Ни одна плоть не выживет, если у нее вырвать сердце. Обречена вся его империя – одноразовый товар. Келлхус знал и был готов к этому. Нет…
Опасность обратного утверждения избегала его.
– Весь мир – это житница, Пройас…
И сердце его тоже погибнет.
– И мы в ней – хлеб.
Пройас бежал от своего возлюбленного пророка, бежал от его безумного, яростного взгляда. Умбилика сделалась лабиринтом, сочетанием поворотов и кожаных проемов, причем каждый последующий смущал душу сильнее предыдущего. Наружу – он должен был попасть наружу! Но, подобно жучку в скорлупе пчелиного улья, он мог только метаться из стороны в сторону, отыскивая ответвления, втискиваясь в сужения. Он пошатывался, как пьяный, он едва ощущал жалившие щеки слезы, он чувствовал забавную потребность испытывать стыд. Он наталкивался на пугавшихся слуг и чиновников, сбивал с ног слуг. Если бы он остановился и подумал, то без труда нашел бы путь. Однако отчаянное желание двигаться затмевало, гасило все остальное.
Наконец Пройас просто вывалился наружу, стряхнул с себя ладони кого-то из Сотни Столпов, ринувшегося на помощь, и углубился в бо́льший лабиринт, который представляла собой Ордалия.
Мы всего только хлеб…
Ему требовалось время. Время, свободное от обязанностей его ранга, от всех этих невыносимых подробностей, от всех мелочей, которых требовали власть и забота о войске. Чтобы не видеть наваленные туши шранков. Не слышать гимнов, не смотреть на расшитые стены, лица, грохочущие щитами шеренги…

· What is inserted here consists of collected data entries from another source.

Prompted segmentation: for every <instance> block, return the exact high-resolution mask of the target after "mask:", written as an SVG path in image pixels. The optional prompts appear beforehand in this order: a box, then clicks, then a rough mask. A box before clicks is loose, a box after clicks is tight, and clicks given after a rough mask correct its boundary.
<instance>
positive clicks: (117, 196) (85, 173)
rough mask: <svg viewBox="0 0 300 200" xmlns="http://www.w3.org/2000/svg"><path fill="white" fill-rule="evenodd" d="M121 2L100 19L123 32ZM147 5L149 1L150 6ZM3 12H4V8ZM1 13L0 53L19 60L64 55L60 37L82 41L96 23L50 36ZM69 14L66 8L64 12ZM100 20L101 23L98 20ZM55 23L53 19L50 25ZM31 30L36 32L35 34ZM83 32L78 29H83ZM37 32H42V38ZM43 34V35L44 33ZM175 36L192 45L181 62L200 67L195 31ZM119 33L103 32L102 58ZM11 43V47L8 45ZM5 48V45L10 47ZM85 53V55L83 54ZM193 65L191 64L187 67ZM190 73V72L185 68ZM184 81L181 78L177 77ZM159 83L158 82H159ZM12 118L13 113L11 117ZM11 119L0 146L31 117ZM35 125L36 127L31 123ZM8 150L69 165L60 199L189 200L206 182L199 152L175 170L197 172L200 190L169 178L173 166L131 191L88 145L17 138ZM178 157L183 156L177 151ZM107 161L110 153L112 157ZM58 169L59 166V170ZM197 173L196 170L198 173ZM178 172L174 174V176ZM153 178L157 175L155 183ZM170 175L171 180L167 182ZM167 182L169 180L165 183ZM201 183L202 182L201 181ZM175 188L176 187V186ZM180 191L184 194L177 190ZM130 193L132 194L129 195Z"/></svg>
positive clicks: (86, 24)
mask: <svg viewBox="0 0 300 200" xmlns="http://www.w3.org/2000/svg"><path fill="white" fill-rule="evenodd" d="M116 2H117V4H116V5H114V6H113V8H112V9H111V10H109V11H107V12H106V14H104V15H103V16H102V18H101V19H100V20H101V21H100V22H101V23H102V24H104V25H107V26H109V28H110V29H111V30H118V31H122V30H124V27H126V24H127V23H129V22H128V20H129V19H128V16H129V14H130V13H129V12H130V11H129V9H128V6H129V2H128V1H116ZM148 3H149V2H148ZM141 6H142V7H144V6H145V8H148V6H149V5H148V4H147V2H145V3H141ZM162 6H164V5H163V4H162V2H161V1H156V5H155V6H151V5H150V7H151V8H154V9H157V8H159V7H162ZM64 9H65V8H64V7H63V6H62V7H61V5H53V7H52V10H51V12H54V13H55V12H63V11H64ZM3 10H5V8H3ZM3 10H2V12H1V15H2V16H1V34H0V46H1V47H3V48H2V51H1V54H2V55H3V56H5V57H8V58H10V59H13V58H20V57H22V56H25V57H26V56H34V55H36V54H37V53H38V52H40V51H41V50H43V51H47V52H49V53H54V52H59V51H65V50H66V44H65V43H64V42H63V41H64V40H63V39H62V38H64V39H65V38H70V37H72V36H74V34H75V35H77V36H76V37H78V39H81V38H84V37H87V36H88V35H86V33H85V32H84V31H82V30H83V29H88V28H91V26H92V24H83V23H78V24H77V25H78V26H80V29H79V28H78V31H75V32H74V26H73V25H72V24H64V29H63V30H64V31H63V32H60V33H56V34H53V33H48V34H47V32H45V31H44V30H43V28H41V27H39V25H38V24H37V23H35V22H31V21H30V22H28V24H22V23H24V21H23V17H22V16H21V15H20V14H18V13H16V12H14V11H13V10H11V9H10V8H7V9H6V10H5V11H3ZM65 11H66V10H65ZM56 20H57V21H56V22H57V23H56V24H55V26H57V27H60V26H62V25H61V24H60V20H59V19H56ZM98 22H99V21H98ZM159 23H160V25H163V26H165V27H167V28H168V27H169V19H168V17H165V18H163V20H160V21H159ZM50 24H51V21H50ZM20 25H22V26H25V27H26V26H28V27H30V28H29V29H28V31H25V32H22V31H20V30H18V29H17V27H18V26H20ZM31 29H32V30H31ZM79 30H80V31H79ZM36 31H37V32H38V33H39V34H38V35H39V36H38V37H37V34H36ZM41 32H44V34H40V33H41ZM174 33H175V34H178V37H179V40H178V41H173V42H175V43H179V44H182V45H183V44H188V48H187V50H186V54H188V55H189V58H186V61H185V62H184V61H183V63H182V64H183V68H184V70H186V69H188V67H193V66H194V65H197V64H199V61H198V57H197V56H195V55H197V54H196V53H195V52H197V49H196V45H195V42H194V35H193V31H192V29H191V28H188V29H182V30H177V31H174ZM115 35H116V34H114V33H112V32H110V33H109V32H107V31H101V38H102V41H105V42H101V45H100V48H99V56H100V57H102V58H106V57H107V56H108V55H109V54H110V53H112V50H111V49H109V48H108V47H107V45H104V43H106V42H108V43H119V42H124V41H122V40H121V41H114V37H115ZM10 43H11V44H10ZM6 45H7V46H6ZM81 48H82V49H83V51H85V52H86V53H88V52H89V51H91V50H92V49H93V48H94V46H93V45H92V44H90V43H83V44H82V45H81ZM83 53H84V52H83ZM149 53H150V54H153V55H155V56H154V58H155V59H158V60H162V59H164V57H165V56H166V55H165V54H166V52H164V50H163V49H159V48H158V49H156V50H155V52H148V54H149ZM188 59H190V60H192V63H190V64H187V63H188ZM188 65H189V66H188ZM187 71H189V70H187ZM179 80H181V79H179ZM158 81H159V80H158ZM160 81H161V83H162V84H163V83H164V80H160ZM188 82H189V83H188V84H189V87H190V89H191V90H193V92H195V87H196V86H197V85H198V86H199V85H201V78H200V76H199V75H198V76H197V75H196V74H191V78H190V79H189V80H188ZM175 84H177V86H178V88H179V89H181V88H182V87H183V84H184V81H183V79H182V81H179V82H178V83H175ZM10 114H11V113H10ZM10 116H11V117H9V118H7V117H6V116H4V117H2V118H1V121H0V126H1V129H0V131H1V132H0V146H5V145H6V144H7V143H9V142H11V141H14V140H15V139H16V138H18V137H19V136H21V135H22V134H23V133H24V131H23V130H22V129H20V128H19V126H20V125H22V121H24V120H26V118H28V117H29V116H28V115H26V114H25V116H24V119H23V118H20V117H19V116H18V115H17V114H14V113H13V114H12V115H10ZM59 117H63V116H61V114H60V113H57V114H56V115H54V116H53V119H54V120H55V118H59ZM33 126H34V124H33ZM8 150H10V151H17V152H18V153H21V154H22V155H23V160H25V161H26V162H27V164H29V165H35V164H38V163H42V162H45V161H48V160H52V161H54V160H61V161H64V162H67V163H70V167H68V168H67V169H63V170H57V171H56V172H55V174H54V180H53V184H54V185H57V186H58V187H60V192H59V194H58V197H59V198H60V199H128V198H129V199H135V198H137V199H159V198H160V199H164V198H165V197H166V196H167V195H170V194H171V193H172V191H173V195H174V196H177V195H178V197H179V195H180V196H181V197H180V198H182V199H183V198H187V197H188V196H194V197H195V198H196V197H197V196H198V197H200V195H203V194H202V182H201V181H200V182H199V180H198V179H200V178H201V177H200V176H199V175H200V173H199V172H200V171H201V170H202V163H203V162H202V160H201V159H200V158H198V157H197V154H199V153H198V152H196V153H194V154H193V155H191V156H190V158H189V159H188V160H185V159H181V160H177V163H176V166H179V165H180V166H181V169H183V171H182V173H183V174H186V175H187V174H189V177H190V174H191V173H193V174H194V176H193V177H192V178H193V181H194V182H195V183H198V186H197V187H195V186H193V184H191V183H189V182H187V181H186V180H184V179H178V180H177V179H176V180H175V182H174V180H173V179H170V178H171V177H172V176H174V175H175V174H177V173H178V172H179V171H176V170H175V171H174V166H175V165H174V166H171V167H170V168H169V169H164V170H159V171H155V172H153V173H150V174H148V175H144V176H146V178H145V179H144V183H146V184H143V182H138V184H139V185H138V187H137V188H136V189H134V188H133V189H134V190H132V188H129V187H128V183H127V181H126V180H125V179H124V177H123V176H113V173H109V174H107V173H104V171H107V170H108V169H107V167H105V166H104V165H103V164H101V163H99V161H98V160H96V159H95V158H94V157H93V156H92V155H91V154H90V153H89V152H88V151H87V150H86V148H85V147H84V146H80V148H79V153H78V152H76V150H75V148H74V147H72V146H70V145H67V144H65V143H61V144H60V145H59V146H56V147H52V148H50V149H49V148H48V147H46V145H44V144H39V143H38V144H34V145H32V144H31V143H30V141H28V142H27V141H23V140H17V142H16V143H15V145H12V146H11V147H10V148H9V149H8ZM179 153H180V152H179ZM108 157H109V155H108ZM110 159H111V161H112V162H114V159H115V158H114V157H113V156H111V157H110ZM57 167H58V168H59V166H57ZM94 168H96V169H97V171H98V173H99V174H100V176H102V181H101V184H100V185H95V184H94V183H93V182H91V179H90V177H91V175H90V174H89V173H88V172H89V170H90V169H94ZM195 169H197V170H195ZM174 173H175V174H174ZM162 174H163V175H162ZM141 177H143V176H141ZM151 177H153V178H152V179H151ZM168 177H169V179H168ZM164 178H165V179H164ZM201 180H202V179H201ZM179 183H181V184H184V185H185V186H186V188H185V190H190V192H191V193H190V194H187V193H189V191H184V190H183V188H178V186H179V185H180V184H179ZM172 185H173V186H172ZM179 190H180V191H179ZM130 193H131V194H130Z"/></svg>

Ему нужно было выехать куда-то из стана, найти укромный, безжизненный уголок, где ему никто не помешает думать.
Размышлять.
Ему необходимо…
Руки легли на плечи Пройаса, и он обнаружил перед собой, лицом к лицу, Коифуса Саубона… самого Льва Пустыни, моргавшего – как было очень давно, под лучами солнца над Каратаем. Его подобие…
– Пройас…
И даже в каком-то отношении немезида.
Старый знакомец посмотрел на Пройаса – и на состояние, в котором тот пребывал, – с удивлением и легким неверием человека, наконец обнаружившего свидетельство справедливости своих подозрений. Коифус до сих пор сохранил былую широкоплечую стать, по-прежнему коротко стриг волосы, теперь уже белые с серебром. На мантии его, как и прежде, располагался Красный Лев, герб дома его отца, хотя огненные очертания зверя сейчас обрамляло Кругораспятие. Он словно и не вылезал из своего хауберка, хотя кольца кольчуги теперь были выкованы из нимиля.